The annual income thresholds outlined above—$400,000 for single tax filers, and $450,000 for married couples—would be adjusted for inflation over time. The new rules would essentially bar the 18% of Roth conversions that were done by taxpayers who took in more than half-a-million in income.
The mega backdoor Roth seems like a particularly egregious loophole. Under this strategy, people with plenty of money to spare make so-called after-tax contributions to their 401(k)s—these can amount to as much as $58,000 for those under 50 in 2021, if your plan allows it—and then roll the funds into a tax-free Roth account.
The point seems to be one of fairness: The retirement system just wasn’t meant to do this.
Would the BBB Backdoor Roth Reforms Impact You?
Most Americans then are spared from these changes that, no matter how just they happen to be, don’t do much to help average folks save for retirement.

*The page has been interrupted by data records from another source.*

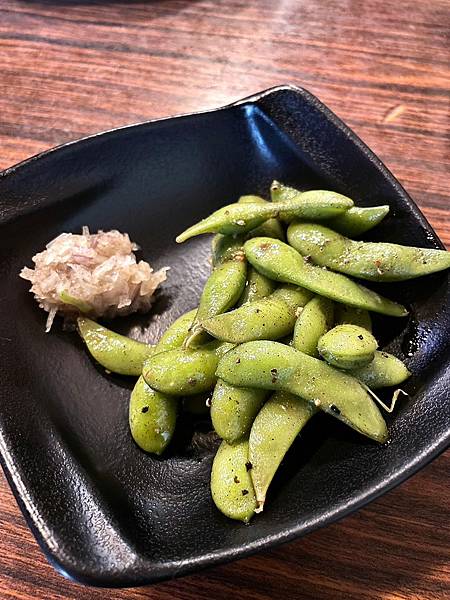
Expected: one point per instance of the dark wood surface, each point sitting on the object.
(69, 69)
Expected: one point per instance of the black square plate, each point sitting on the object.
(104, 512)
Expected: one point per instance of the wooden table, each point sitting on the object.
(69, 69)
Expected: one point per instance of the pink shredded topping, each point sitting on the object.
(99, 270)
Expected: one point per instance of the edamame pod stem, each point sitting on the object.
(184, 371)
(273, 366)
(240, 218)
(233, 410)
(352, 316)
(274, 429)
(355, 221)
(270, 318)
(115, 352)
(314, 321)
(223, 287)
(347, 346)
(385, 370)
(374, 261)
(256, 287)
(270, 228)
(280, 262)
(152, 415)
(231, 486)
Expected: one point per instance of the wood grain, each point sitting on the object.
(73, 68)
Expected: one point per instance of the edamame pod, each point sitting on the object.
(283, 416)
(231, 484)
(176, 333)
(184, 371)
(358, 219)
(347, 347)
(152, 417)
(115, 352)
(223, 287)
(353, 316)
(256, 287)
(196, 405)
(355, 221)
(240, 218)
(385, 370)
(374, 261)
(315, 319)
(270, 228)
(278, 261)
(273, 366)
(270, 318)
(274, 429)
(233, 410)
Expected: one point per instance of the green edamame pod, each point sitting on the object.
(184, 371)
(273, 366)
(270, 318)
(284, 415)
(240, 218)
(315, 319)
(233, 410)
(278, 261)
(347, 347)
(176, 333)
(231, 484)
(358, 219)
(385, 370)
(270, 228)
(353, 316)
(257, 286)
(374, 261)
(274, 429)
(115, 352)
(152, 417)
(353, 222)
(223, 287)
(196, 405)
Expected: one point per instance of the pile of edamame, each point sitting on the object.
(281, 332)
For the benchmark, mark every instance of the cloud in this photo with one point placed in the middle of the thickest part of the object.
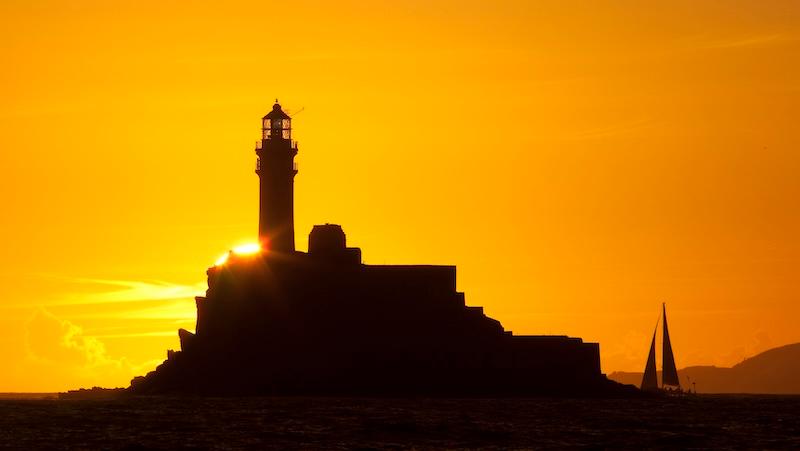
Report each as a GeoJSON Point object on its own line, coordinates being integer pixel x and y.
{"type": "Point", "coordinates": [131, 290]}
{"type": "Point", "coordinates": [59, 349]}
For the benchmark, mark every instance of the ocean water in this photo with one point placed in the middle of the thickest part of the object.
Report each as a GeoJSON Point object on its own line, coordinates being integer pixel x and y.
{"type": "Point", "coordinates": [703, 422]}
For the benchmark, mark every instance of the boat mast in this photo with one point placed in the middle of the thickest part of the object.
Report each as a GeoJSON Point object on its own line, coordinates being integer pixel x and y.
{"type": "Point", "coordinates": [669, 372]}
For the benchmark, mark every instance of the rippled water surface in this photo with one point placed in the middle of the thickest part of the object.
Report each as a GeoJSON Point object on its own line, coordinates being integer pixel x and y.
{"type": "Point", "coordinates": [753, 422]}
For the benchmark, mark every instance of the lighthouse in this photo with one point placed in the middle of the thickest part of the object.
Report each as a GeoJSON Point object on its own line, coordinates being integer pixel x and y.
{"type": "Point", "coordinates": [276, 169]}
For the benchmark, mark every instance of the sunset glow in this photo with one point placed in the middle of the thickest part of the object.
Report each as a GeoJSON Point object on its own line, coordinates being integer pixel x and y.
{"type": "Point", "coordinates": [244, 249]}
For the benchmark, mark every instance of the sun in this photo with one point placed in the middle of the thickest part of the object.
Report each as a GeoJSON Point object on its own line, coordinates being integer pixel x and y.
{"type": "Point", "coordinates": [243, 249]}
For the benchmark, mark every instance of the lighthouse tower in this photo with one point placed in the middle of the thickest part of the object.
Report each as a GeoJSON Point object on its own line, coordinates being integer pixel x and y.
{"type": "Point", "coordinates": [276, 169]}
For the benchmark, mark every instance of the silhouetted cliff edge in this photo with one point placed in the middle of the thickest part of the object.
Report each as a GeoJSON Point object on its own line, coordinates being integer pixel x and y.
{"type": "Point", "coordinates": [776, 371]}
{"type": "Point", "coordinates": [323, 323]}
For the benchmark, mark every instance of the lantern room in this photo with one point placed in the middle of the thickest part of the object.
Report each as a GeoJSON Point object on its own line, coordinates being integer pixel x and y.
{"type": "Point", "coordinates": [276, 124]}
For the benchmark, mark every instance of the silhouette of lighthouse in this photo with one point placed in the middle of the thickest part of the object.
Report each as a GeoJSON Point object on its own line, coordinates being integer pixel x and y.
{"type": "Point", "coordinates": [276, 169]}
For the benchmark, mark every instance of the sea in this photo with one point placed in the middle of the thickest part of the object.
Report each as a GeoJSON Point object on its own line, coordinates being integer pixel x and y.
{"type": "Point", "coordinates": [168, 423]}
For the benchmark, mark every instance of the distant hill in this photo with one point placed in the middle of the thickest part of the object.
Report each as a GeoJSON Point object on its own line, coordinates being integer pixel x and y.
{"type": "Point", "coordinates": [776, 371]}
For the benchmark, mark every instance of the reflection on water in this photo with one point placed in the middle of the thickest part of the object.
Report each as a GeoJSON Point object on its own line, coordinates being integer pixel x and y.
{"type": "Point", "coordinates": [278, 423]}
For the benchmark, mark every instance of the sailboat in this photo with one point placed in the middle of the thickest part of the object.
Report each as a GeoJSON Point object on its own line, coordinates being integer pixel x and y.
{"type": "Point", "coordinates": [669, 373]}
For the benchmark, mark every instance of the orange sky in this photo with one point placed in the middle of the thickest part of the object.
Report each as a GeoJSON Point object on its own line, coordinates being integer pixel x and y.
{"type": "Point", "coordinates": [580, 162]}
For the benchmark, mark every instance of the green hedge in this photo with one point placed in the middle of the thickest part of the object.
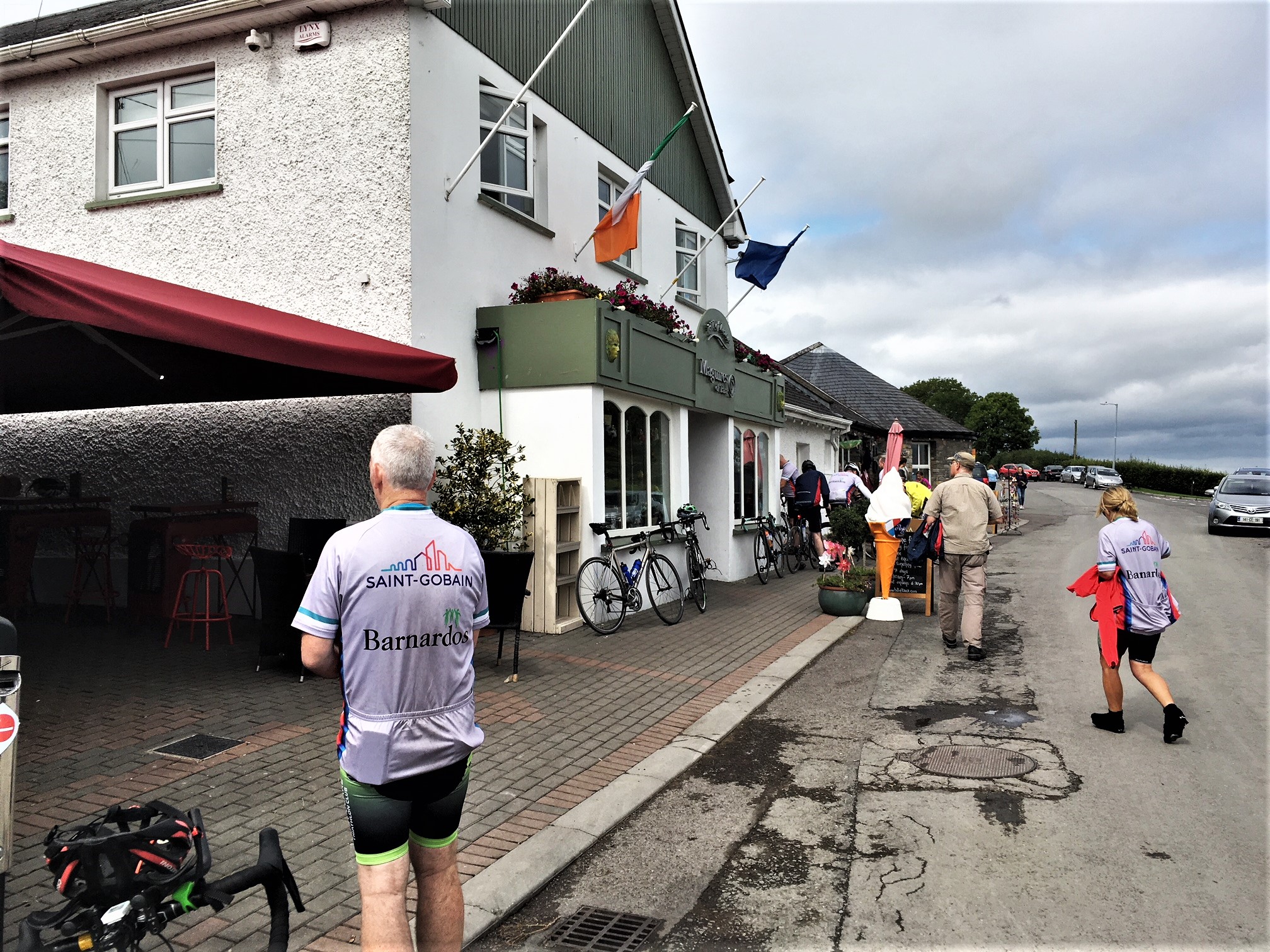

In fact, the concept of Roth conversions has little effect on middle income earners: Only 86,000 tax filers who made between $50,000 and $100,000 (out of almost 52 million) even used a Roth conversion in 2018.
Instead, more Americans would be affected by changes that have been debated as part of proposed legislation known as Secure Act 2.0, including updating the Saver’s Credit and implementing auto-enrollment in retirement plans.
The former would turn the Saver’s credit into a refundable credit, which means low-income households who might not owe taxes could benefit, while the latter would require most employers to enroll their employees in a 401(k)-type plan.
The Secure Act 2.0 legislation will likely go through many more twists and turns as it evolves, so it’s not certain which of those reforms may ultimately make it.
Though it does much to address the upper class, the BBB wouldn’t address the needs of middle-class workers who already use an employer-sponsored retirement but don’t have enough saved. Just 55% of households helmed by someone between 55 and 64 have a retirement account, according to the Federal Reserve, and those households have a median holding of just $134,000, hardly enough to live on once you stop working.
In fact the most important asset for pre-retirees is their future Social Security benefits, which also happens to significantly reduce wealth inequality.
Given that the recent Trustees Report showed a key Social Security trust fund will be depleted one year earlier than expected, you’d think lawmakers would take this opportunity to shore up the pension program.
Unfortunately, any reforms will have to wait for a later date.
“It’s not the flavor of the day,” said Steffen.